Além do treinamento em ferramentas, o conceito da Motorola University inclui medidas como o reembolso a quem esteja fazendo cursos valorizados em seu setor de trabalho (MBAs, idiomas, entre outros), formação acadêmica dentro da própria empresa (in-company) e programas de rotação de profissionais. Praticamente todos os funcionários participam dos cursos e o desenvolvimento de determinadas competências-chave é obrigatório. Segundo o Diretor de RH da Motorola Brasil, Eduardo Pellegrina, a forma da instituição evoluiu bastante durante sua existência.

“No início os funcionários se inscreviam nos cursos por conta própria, como nas universidades tradicionais. Depois os cursos passaram a ser on-demand, mas ainda faltava uma preocupação estratégica. No modelo atual da instituição, a empresa estabelece o rumo que vai tomar e determina os cursos a partir das habilidades que precisam ser desenvolvidas – explica.

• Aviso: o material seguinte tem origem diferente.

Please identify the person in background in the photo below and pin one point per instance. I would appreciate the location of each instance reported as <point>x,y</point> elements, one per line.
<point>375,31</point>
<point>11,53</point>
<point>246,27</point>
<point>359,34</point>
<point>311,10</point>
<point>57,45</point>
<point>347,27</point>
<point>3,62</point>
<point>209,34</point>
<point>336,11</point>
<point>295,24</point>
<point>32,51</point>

Assim como os treinamentos têm limitações referentes ao nível de aprendizado, a educação continuada também tem seus pontos negativos. Muitas empresas compram “pacotes” de cursos ministrados a todos os funcionários. O problema é que nem sempre o curso é do interesse de todos. Ao estruturar o programa de educação continuada, uma das etapas importantes é definir o perfil dos profissionais, para identificar quais habilidades precisam ser trabalhadas em cada setor da empresa – evitando assim que as atividades sejam “empurradas goela abaixo”.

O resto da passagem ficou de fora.